Döneğin şahidi darbeci!
Süleyman Demirel, Necmettin Erbakan’ın cenazesine gitme cesaretini gösteremedi. Nedeni açık: Demirel, 1997’de, cumhurbaşkanı iken, 28 Şubat askeri müdahalesinin kirli işini yapmış ve Erbakan’ı hükümetten uzaklaştırmıştır da ondan. Erbakan, Refahyol koalisyonunun protokolü icabı, başbakanlığı ortağı Tansu Çiller’e devretmek üzere Demirel’e istifasını sunduğunda, Demirel aynı gün içinde başbakanlığı mecliste çoğunluğu olmayan Mesut Yılmaz’a vermiştir. Böylece, 28 Şubat’ın temel hedefi yerine gelmiş, Refahyol koalisyonu askerin baskısı altında devrilmiş, Erbakan düşürülmüş oluyordu. Erbakan aradan geçen 14 yıl içinde Demirel’e kişisel düzeyde hak ettiği şeyleri söylemiş midir, bilemeyiz. Ama Demirel şayet Erbakan’ın cenazesine gitseydi, aynen 1. Ordu Komutanı Hayri Kıvrıkoğlu ve kurmayları gibi, Saadet militanlarından protokole katılmak için izin alamayacağını, ayrıca belki de yuhalanacağını, rezil olacağını biliyordu. Onun için gitmedi.

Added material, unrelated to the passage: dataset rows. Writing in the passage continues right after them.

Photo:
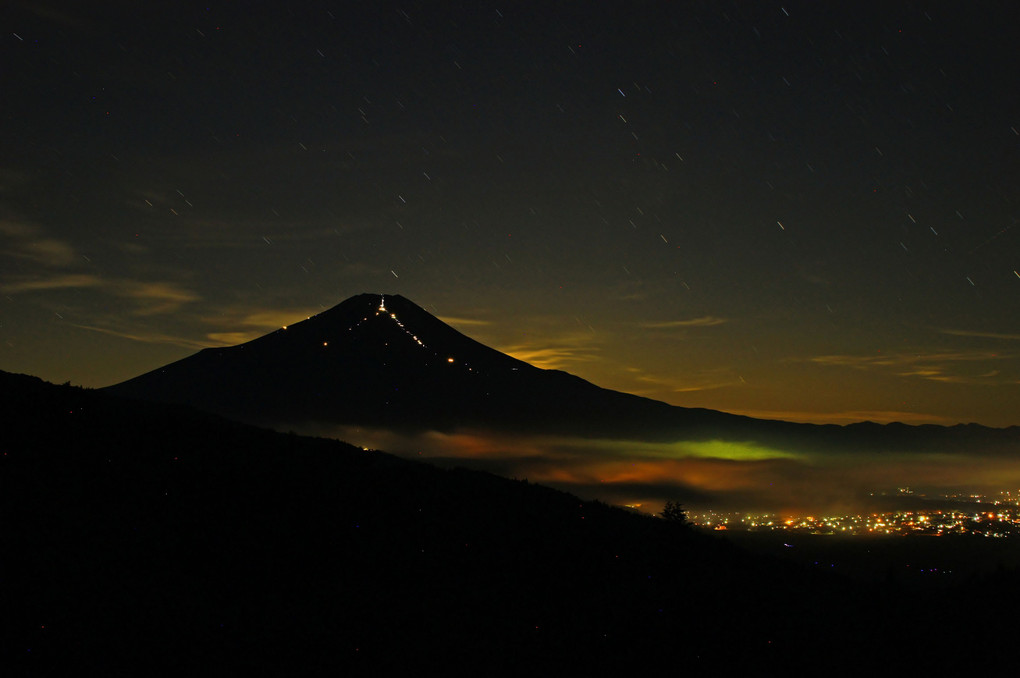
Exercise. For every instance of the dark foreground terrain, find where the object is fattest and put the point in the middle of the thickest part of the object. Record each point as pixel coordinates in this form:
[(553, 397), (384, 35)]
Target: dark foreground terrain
[(141, 538)]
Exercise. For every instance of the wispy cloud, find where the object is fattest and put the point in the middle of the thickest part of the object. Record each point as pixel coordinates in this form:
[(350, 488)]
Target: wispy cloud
[(704, 321), (968, 332), (146, 336), (155, 298), (553, 355), (30, 243), (905, 359), (467, 322), (62, 281), (945, 366), (240, 325), (151, 298)]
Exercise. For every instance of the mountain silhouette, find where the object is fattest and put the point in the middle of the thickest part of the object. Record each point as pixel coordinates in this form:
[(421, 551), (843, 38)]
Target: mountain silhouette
[(380, 360)]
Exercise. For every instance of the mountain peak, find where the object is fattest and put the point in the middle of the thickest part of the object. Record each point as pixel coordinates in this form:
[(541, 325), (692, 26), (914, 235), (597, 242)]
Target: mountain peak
[(378, 359)]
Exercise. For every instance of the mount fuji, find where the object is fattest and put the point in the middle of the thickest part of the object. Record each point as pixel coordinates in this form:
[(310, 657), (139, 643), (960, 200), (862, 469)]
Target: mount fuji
[(383, 361)]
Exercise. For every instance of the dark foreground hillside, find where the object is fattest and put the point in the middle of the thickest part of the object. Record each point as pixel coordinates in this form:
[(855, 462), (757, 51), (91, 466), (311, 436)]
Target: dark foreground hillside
[(149, 539)]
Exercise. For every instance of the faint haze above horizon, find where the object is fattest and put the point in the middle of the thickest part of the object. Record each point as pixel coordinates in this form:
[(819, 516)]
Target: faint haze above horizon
[(794, 211)]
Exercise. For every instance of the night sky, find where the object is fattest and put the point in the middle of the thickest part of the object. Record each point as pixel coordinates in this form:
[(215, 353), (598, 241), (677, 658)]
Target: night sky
[(792, 210)]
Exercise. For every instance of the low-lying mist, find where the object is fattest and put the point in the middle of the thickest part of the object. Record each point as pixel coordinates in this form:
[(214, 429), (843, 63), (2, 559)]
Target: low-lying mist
[(717, 475)]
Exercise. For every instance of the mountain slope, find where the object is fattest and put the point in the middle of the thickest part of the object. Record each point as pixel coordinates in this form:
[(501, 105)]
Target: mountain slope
[(144, 538), (383, 361)]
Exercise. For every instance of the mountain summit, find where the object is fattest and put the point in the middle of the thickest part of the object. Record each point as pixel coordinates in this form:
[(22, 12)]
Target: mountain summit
[(381, 360)]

28 Şubat’ın baş şakşakçısı Ertuğrul Özkök, Demirel’i kurtarmak için onunla bir konuşma yapmış. Ölmüş Erbakan’a karşı darbeci Demirel’in yalan söylemesine ortam yaratmış. Demirel, istifası ile geldiğinde Erbakan’a iki soru sorduğunu söylüyor. “Neden istifa ediyorsun?” demiş, Erbakan da “Gerginlik var, gerginliği düşürmek için” demiş. Bunu okuyan ve konu hakkında bir şey bilmeyen insan Erbakan’ın gerginliği düşürmek için hükümeti bıraktığını zanneder. Oysa Erbakan’ın başbakanlığı Tansu Çiller’e devrederek Refahyol hükümetini devam ettirmek amacıyla Çankaya’ya çıktığını o dönemde çocuklar bile biliyordu. Bu yüzden bu operasyona “havada benzin ikmali” deniyordu. İkinci soru da “Sana istifa et diyen var mı?” imiş de, Erbakan da “Hayır yok” diyesiymiş. Erbakan’ın istifasını ordunun ve (Ertuğrul Özkök’ün pek sevdiği terimle) “silahsız kuvvetler”in zorla sağlamaya çalıştığını, silah gücüyle istifa talep etmenin “istifa et” demekten çok daha etkili ve çok daha anti-demokratik olduğunu Demirel bilmiyor mu?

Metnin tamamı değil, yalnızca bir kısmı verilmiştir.